A few years ago, I decided to try something different.  I’d never owned an x86 PC.  I was familiar with SPARC equipment at work.  I also had a SPARC workstation at home.  I ran Solaris and Opensolaris on it.  I wanted to learn about x86 PC hardware.  I wanted to know if upgrades were possible on these computers.  I even had thoughts of selling the upgraded computers.

I found a web site that claimed to be a liquidator of personal computers.  They had some x86 PC desktops at very attractive prices.  I began to make a few purchases from them, over a period of several years, learning as I went.  These were Dell and IBM desktop computers.  One I recall must have been somebody’s unsold stock.  It was an enormous Dell box that was mostly empty inside.  It asked me a series of questions when I first powered it up, finally giving me a Windows NT login screen.  I also bid on a few desktop computers from work, and took home some of them.  Almost everthing I bought needed an upgrade of some sort.

Memory was the easiest thing to upgrade.  It’s also the easiest way to improve performance of a PC.  The difficult part is finding the right memory for the computer.  Fortunately, most of the information I needed was available on the web.  Old computers often had only a CD reader and a small disk.  CD and DVD burners, and larger disks were available at reasonable prices.  They were even easier to install.  Often I needed to upgrade Windows to the current version.  I purchased upgrade kits or OEM versions, whichever was cheaper.  Windows is a major cost.

Along the way, I learned a few things.  I was impressed with how easy it was to replace components in x86 PC desktop computers.  You can always upgrade the disk or optical drive in these.  Replacements are relatively inexpensive.  Other components do have limitations.  I never upgraded a CPU, even though it would be easy to do.  That’s because the motherboard will only accept a few CPU models, none of which are much faster than the one already installed.  The motherboard also limited the amount of memory that could be installed.  Older motherboards could not be upgraded to have sufficient memory.  Some computers had non-standard components that were not available in the retail market.  I recall having to discard one rather nice computer because I could not find a replacement power supply for it.

Some components are available, but their cost is too high.  One is the CPU, of course.  You’d have to replace the entire motherboard to get sufficient performance increase and memory capacity.  In effect, you’d only be reusing the case and power supply.  That sort of upgrade is not reasonable.

I soon determined that the economics of upgrading old computers were all negative.  Even with the upgrade, it would still have a slow CPU, a part that can’t be upgraded cheaply.  Nobody would buy the upgraded computer when they could buy a brand new one for only one or two hundred dollars more.  It just doesn’t make economic sense.  Even if I got the old computer for free, it would still cost me too much to upgrade it.

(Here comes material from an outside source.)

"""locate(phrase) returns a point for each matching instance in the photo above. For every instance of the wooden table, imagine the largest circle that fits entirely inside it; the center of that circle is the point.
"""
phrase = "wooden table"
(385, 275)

An upgrade might make economic sense if you do it yourself, but only for low-cost components.  If you have a service shop do the upgrade, you will surely lose money.  Always compare the value left in your old computer to the cost of a new one.  Always consider the age of your computer.  Particularly if you have to upgrade the Windows version, your best option is generally to replace it with a new one.  Old computers are worth practically nothing.